A TINY Scottish island inhabited only by puffins and seals since its lighthouse keeper departed proved one of the remotest locations yet for an intrepid local company.

Colleagues from LARS International in Carnforth headed to northernmost Scotland to decommission a weather station for an unnamed client on the isolated rocky outcrop of Sule Skerry - a haven for wildlife 35 miles from Orkney's main island.

Challenging logistics meant their mission took a month to plan, and was meticulously timed to avoid the seabird breeding season as well as seal pups nesting on rocks.

The three-tonne weather station's metal tower and cabin had to be dismantled and airlifted by helicopter back to Orkney in pieces, in as few trips as possible, over two-and-a-half days.

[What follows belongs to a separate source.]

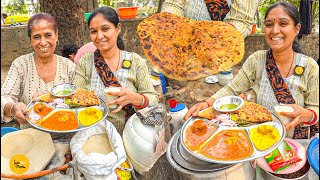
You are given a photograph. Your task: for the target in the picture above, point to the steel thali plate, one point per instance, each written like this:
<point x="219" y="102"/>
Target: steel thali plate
<point x="277" y="123"/>
<point x="102" y="107"/>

The crew were then flown back to the mainland - all with minimal disruption to the island's wildlife.

"We were advised the breeding season for puffins extends from early April to late August; from mid-March to late September for gannets; and from early February to mid-September for shags," said Julian Cooper, business development manager at LARS, which specialises in installing and building radio sites and antenna systems.

"When taken together, these breeding seasons mean consent is not normally given for helicopter access between February 1 and September 30.

“We were also advised the grassy, peat areas of Sule Skerry are covered in puffin burrows, so visitors are recommended to avoid walking on these areas where possible. What’s more, there are often seal pups on the island any time between November and March and they like the rocky area behind the mast.”

Once the seal pups had left the rocks, LARS was eventually given access to the 16-hectare island, a Site of Special Scientific Interest.

Seizing "a small window of opportunity", helicopter firm PDG Aviation Services was hired to ferry two LARS colleagues back and forth to the island, complete with sandwiches, an emergency five-day survival kit, satellite phone and compact portable loo. A third team member stayed on the mainland.

Mr Cooper said: "When our customer's opening gambit was, I thought I'd get in touch because you're a can-do company, you know the request is not going to be that straightforward.

"On paper it seemed simple enough. Decommission the tower and cabin which were on the island and bring them back to the mainland to be disposed of. But that's where straightforward stopped and challenging began.

"For instance, there's no skip on Sule Skerry, and certainly nowhere you can safely dispose of any large metal objects. And of course there was the wildlife issue of which we needed to be very mindful."

LARS projects manager Nick Churchill said: "This was a true test of sensitivity, logistics and collaboration and couldn't have been successfully carried out without the assistance of local residents and businesses.

"It was a project LARS were thrilled to be a part of. Well done to all those involved - we’re looking forward to the next email which references our can-do attitude."